Die Folgen könnten dramatisch sein. Denn rund 52 Prozent der Einzel- und 62 Prozent der Innenstadthändler fürchten die Geschäftsaufgabe, so die Zahlen des Handelsverbands HDE. „Bestenfalls“ wären das 50.000 Händler mit 64.000 Geschäften, im schlimmsten Fall 156.000 Händler mit 200.000 Geschäften. Problem sei, so Heinemann, dass die Politik nur den Gesamtumsatz sehe, nicht aber die Zahlen einzelner Branchen.

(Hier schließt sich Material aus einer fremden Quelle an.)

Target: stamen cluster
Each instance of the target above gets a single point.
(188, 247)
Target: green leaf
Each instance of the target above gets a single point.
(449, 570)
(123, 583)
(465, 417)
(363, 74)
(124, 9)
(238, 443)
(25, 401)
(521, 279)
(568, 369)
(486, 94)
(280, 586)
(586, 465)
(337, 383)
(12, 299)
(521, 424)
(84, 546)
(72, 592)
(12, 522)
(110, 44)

Auch würden „Händler still sterben“, sagt Heinemann. „Sie schließen von innen ab.“ Es komme nicht zwangsläufig zu Insolvenzen. Doch der Einzelhandel habe auch während und nach Corona Optionen. Sofern sie einen Online-Handel bereits betreiben, sollten sie dieses Geschäft maximal hochfahren auf allen Kanälen. Wer allerdings keinen Online-Shop habe, solle damit „jetzt bloß nicht anfangen“, rät Heinemann. Stattdessen sollten alle Möglichkeiten des Marktplatzverkaufs über Amazon oder eBay ebenso genutzt werden wie über soziale Medien, aber auch Telefon, Fax, Whatsapp. „Das kann viel mehr bringen als ein Online-Shop.“

Kunden würden sogenannte „Multi Channel“ sehr schätzen, auch die Preisbereitschaft sei enorm hoch. Was sich dahinter verbirgt: Vor allem Service in allen Facetten. Liefer- und Telefonservices, Beratung auf sozialen Kanälen, Gutscheine, Bestellung per QR-Code, Anproben zuhause oder Verkaufen via „click and collect“. Heinemann: „Auch im Shutdowon lassen sich nennenswerte Umsätze erzielen. Dieses erfordert allerdings, alle Register zu ziehen und den stätionären Laden neu zu erfinden.“ Auch sollten sich Städte untereinander mehr abstimmen, nicht grundsätzlich Autos in den Innenstädten verbieten und keine Einkaufszentren mehr auf der grünen Wiese planen. Zudem appellierte er an die Stadt und Lokalpolitik, es den Händlern so einfach wie möglich zu machen und bürokratische Hürden zu reduzieren.

Angespornt durch diese Vorschläge diskutierten anschließend Unternehmer, städtische Vertreter und Lokalpolitiker virtuell verschiedene Ideen. Die Stadt solle verstärkt positive Präsenz in den sozialen Medien zeigen, war ein Vorschlag. Zudem sollen Ideen gesammelt werden für einen kreativen Hashtag zur „Wohlfühlstadt Korschenbroich“.